Chi ancora non ha visto Blade Runner (?) potrebbe risultare spiazzato da una prima visione, oggi: e non solo per la potenza del terzo lungometraggio di Ridley Scott -quella c’è anche, ovvio-, ma per la modernità sconcertante di un film di fantascienza di ben quarantatré anni fa (è del 1982) e che nonostante questo ha un ritmo pachidermico, dilatato, unendo in maniera sbalorditiva e perfetta intimismo e cupezza. Perché non va dimenticato che nel cinema e nella cultura pop Blade Runner ha ancora oggi un peso e un’importanza iconografica pari allo Star Wars di George Lucas: e no, non è un’eresia dirlo perché il film, tratto dal libro di Philip Dick Do Androids Dream of Electric Sheep?, Il Cacciatore di Androidi, del 1968, ha cambiato l’estetica con cui si guarda alla fantascienza rivoluzionando in maniera copernicana il modo di approcciarvisi di scrittori e registi.
Conseguentemente, proprio per questo, è sempre più difficile riuscire a parlare di questo monolito trovando la giusta declinazione, dovendo scegliere tra le ascendenze tematiche, figurative, letterarie, tra cui ad esempio le suggestioni dal Metropolisdi Fritz Lang, che hanno permesso di immaginare un modello futuribile di città sempre anni avanti rispetto a quando la si guarda.
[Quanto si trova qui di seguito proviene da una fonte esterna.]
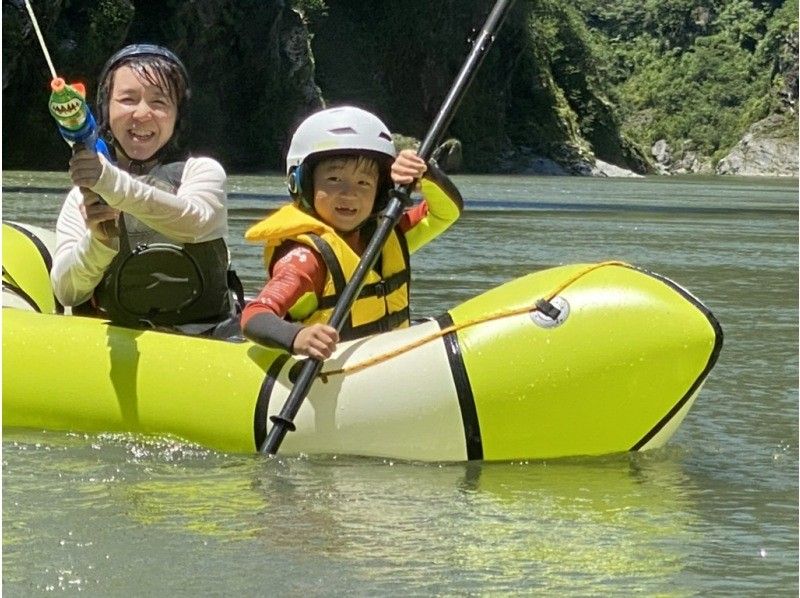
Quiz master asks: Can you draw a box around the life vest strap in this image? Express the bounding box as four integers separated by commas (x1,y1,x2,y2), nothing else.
340,307,410,341
316,269,409,310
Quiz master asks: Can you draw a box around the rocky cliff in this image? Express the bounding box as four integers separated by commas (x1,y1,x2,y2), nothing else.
2,0,649,174
2,0,795,176
3,0,324,171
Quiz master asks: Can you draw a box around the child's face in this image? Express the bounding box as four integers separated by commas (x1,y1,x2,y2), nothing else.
312,157,379,232
108,65,177,162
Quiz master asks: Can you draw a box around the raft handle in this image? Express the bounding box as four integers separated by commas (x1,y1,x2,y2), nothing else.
531,296,570,328
535,298,562,320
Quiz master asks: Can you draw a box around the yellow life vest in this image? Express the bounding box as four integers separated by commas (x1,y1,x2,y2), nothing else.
245,204,410,340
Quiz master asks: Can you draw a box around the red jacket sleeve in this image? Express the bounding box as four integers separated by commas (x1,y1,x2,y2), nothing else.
398,202,429,233
241,242,327,328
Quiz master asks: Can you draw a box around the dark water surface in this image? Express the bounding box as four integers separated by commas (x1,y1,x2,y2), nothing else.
3,172,798,595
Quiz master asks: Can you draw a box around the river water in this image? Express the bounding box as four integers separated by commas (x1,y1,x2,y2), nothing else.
2,171,797,595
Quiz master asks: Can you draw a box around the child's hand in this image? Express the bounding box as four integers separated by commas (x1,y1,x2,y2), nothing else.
391,149,427,186
293,323,340,360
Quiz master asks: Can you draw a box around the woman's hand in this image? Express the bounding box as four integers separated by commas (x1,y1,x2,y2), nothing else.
69,147,104,188
70,148,118,243
391,149,427,186
79,191,119,245
292,323,340,360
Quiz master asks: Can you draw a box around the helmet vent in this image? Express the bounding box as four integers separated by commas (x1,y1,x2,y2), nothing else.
285,106,397,176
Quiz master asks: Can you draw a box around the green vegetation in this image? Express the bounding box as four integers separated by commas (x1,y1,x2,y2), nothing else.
3,0,794,172
577,0,798,162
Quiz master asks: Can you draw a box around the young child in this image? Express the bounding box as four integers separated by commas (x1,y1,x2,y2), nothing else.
242,105,463,359
50,44,241,337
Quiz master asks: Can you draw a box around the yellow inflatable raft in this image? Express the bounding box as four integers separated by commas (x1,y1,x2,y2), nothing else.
2,221,722,461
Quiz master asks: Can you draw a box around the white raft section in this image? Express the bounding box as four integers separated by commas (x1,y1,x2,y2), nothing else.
273,320,468,461
636,385,704,451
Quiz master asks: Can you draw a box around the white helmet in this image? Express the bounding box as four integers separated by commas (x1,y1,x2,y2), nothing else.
286,106,397,210
286,106,397,174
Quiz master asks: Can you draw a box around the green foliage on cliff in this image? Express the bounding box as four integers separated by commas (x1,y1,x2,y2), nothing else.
522,0,649,169
577,0,798,161
3,0,794,172
302,0,795,170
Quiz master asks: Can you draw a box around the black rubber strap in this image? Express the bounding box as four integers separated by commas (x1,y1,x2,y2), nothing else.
436,313,483,460
317,269,409,309
339,307,410,341
227,269,246,310
2,281,41,313
630,266,725,450
307,233,353,335
535,298,561,320
253,354,291,450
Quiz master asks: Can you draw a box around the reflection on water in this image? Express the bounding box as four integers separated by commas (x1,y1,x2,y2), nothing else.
4,432,702,594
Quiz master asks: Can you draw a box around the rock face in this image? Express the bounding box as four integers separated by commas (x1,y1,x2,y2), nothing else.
650,139,715,175
2,0,323,171
651,139,673,175
592,159,643,178
716,114,799,176
2,0,646,174
160,1,324,169
2,1,794,176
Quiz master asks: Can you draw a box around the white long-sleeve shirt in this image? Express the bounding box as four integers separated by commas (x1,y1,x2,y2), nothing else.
51,155,228,307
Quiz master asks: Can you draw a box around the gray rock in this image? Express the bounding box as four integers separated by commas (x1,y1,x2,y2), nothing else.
651,139,673,174
674,150,713,175
652,139,672,163
431,138,463,172
525,158,570,175
592,159,644,178
716,114,799,176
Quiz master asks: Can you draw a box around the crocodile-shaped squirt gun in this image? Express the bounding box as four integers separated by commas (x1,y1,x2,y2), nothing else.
49,77,117,235
48,77,111,159
24,0,114,234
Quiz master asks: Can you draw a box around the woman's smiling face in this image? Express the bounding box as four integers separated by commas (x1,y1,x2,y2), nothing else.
108,65,177,162
312,156,379,232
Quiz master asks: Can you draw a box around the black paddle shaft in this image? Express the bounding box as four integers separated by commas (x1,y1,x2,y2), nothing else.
260,0,517,455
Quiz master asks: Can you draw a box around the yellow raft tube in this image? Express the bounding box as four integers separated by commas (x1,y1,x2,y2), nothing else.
3,222,722,461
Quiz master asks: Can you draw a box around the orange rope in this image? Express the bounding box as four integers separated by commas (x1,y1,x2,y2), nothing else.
317,261,632,381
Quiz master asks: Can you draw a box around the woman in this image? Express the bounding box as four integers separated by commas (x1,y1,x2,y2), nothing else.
50,44,241,337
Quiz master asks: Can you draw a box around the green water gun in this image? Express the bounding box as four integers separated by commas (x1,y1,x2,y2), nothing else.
23,0,116,235
48,77,111,159
22,0,110,158
48,77,117,236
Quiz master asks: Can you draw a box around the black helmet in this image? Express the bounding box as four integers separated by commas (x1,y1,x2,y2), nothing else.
96,44,190,154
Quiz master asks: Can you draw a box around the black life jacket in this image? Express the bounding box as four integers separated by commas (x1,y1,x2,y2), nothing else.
93,162,236,329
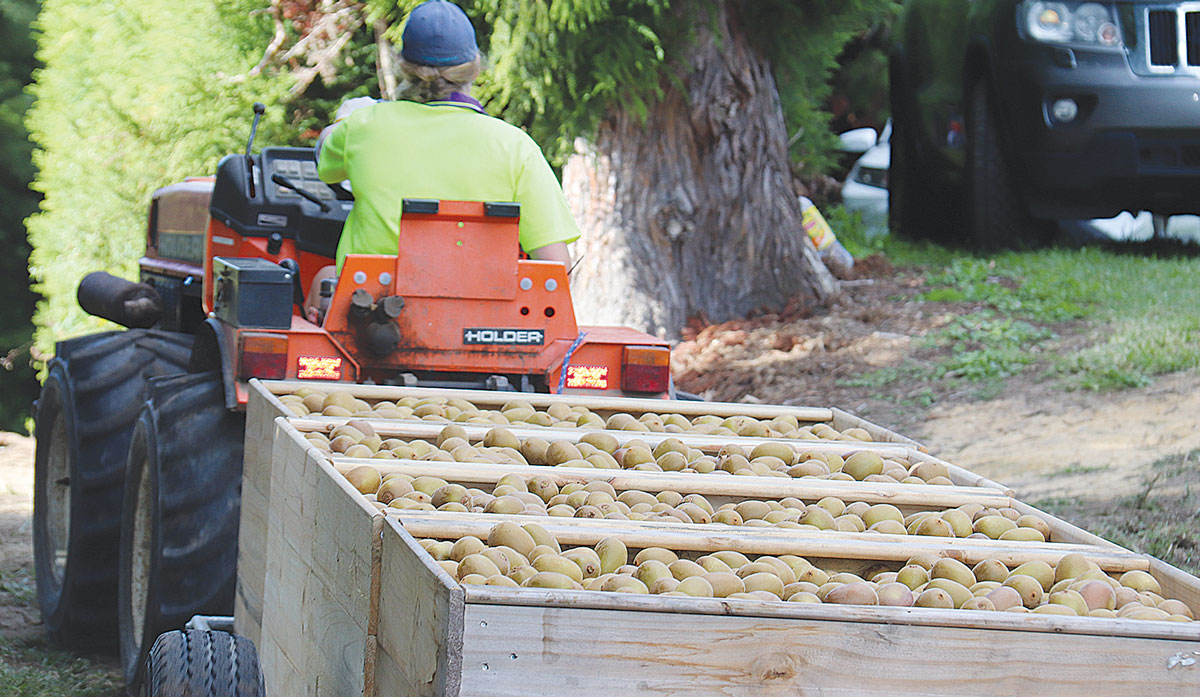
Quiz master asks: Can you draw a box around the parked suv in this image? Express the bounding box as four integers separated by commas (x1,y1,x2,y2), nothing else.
890,1,1200,247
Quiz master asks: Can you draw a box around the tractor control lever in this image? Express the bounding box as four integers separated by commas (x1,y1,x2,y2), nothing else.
245,102,265,198
270,173,331,212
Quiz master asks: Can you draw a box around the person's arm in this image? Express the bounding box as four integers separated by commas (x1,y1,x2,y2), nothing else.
529,241,571,266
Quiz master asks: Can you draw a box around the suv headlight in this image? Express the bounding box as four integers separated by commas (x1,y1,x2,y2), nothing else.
1020,2,1122,48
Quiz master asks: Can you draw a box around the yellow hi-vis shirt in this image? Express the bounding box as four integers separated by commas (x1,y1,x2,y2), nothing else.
317,99,581,270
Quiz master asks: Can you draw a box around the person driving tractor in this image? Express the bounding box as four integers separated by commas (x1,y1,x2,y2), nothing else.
306,0,579,316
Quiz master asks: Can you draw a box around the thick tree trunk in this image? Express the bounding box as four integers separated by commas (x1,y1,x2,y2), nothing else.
563,1,836,338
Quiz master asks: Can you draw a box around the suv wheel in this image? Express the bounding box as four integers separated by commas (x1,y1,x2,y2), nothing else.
965,82,1048,250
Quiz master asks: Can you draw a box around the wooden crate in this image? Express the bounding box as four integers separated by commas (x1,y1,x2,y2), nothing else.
241,382,1200,696
376,507,1200,696
259,379,927,449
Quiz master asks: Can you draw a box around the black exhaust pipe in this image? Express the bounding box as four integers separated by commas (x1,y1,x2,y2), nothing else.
77,271,164,328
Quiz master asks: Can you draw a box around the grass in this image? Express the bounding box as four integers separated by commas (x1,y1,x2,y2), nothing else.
0,548,121,696
1034,449,1200,576
833,215,1200,396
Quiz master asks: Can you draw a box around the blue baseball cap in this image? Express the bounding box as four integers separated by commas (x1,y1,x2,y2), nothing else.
401,1,479,67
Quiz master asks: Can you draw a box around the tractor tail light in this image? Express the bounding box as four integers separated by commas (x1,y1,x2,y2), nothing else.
621,345,670,393
240,332,288,380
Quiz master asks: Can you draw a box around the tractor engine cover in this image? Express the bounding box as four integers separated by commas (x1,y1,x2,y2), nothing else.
212,257,294,329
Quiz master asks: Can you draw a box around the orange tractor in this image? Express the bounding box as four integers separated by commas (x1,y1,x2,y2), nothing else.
32,104,672,692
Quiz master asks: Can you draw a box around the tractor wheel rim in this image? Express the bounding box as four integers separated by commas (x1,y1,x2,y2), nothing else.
130,455,153,645
45,412,71,588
Ma ogni elemento culturale, ogni riferimento che Blade Runner ha preso in prestito, sono stati rimasterizzati e rimodulati dall’intuizione geniale di Scott: il rapporto uomo-macchina, la specularità tra essere umano e artificiale, la prospettiva con cui si guardava al futuro (figlia dei cinque anni di dominazione ludica tra Star Wars e Close Encounters), tutto viene problematizzato e approfondito e ammantato da un’aura romantica, e probabilmente per la prima volta si scopre che anche il cinema d’autore -perché questo è, innegabilmente, il cinema di Scott- poteva e forse doveva essere un blockbuster.
Blade Runner è un punto di non ritorno, insomma: è un mood, un modo di ripensare il cinema e rileggerlo, di studiare l’immagine, il testo e anche il marketing, insomma un vero e proprio immaginario dell’apocalisse valido per ogni epoca. Un’opera così sconfinata nelle sue implicazioni e idee da essere un capolavoro non solo nel campo del cinema, perché sconfina nella scrittura, nell’immaginario, nella prospettiva del reale.